A Mahesh Shah would have been invented, if he did not exist. After all, every village needs a witch, who can be burnt at the stake, who can be held accountable for an illness, for a dried-up well, a failed crop and other misfortunes. If the witch is at loose, there has to be a shaman and his assistants who would help the villagers ward off the evil eye. A nation is a grand village. And nations, too, need symbols and totems, around which collective passions can be incited. Nations also need “villains” against whom the leaders can rail. The demagogues have the skill and the cunning to be able to tap a populace’s vulnerabilities and anxieties and then offer simplistic solutions. Pakistan has long served that purpose for us.

Now, we have turned on ourselves. And, there is a new streak. What began as a fashionable rant against “Nehruvian elites” has now got translated into a kind of defiant “we-are-in-power-and-therefore-we-are-right” assertion. The other day, a Central minister told off a Nobel laureate (also, a distinguished economist) who had declared himself unconvinced of the soundness of the demonetisation. With all the arrogance of a Central minister, the Nobel laureate was told that just because he had won a “prize” did not make his views right. At other times, this arrogance would have been laughed off as a boorishness of a regional mind, but today we have persuaded ourselves to see virtue and wisdom in doing away with any nicety, convention or institutional norm in the name of slaying the “black money” dragon. 
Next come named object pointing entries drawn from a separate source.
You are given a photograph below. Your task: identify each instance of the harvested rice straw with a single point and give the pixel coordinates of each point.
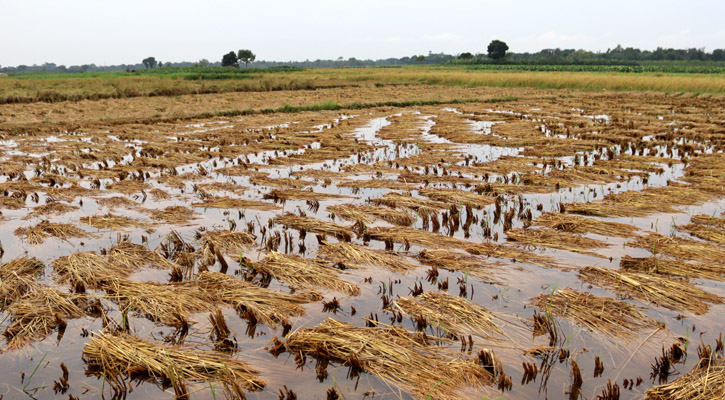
(17, 277)
(264, 180)
(555, 239)
(427, 239)
(704, 232)
(232, 243)
(706, 381)
(365, 214)
(121, 356)
(87, 270)
(253, 302)
(315, 226)
(38, 313)
(614, 318)
(228, 202)
(376, 184)
(300, 272)
(667, 266)
(708, 220)
(116, 201)
(580, 225)
(110, 221)
(397, 200)
(673, 294)
(135, 256)
(37, 234)
(350, 253)
(173, 214)
(639, 204)
(681, 248)
(171, 304)
(295, 194)
(52, 208)
(454, 261)
(453, 196)
(456, 315)
(399, 357)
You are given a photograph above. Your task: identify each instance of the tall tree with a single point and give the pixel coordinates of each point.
(246, 56)
(229, 60)
(497, 49)
(149, 62)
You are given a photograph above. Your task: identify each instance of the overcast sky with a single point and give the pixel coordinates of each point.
(126, 31)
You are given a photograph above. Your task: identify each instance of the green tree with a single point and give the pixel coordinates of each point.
(497, 49)
(246, 56)
(149, 62)
(230, 60)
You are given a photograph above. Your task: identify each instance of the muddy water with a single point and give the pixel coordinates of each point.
(506, 291)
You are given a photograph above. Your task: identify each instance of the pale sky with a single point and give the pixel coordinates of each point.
(126, 31)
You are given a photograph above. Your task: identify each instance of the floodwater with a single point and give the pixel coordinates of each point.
(181, 159)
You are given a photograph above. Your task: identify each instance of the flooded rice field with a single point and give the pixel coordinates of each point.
(555, 247)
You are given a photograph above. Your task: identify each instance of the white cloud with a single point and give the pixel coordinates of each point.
(553, 39)
(443, 37)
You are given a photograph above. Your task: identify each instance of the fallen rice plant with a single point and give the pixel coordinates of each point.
(232, 243)
(457, 197)
(52, 208)
(135, 256)
(397, 200)
(365, 214)
(304, 273)
(409, 236)
(665, 292)
(228, 202)
(295, 194)
(581, 225)
(38, 313)
(354, 254)
(37, 234)
(399, 357)
(315, 225)
(556, 239)
(120, 356)
(87, 270)
(110, 221)
(704, 232)
(17, 277)
(681, 248)
(668, 266)
(173, 214)
(705, 381)
(252, 302)
(612, 317)
(456, 315)
(171, 304)
(454, 261)
(640, 204)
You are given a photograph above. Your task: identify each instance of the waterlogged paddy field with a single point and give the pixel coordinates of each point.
(542, 247)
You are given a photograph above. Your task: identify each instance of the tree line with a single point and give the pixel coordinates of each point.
(616, 56)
Consequently, the polity has become dangerously imbalanced. The ruling clique seeks reaffirmation in the intrinsic merit of notebandi and the presumed popular acceptance of the “surgical strike against black money.” But the country finds itself in a bind. The demonetisation cannot be rolled back as easily as it was thrust upon the nation. But, nor can the cost of dislocation in the economy — and, society — be wished away. The government — and its accomplices in the corporate world — manufactured a narrative of “short-term pain and long-term gain.” The mood can turn sour and then we all may be saddled with ugly consequences. The democratic forces and voices have an obligation to reassure the nation that the common man is not at the mercy of one man.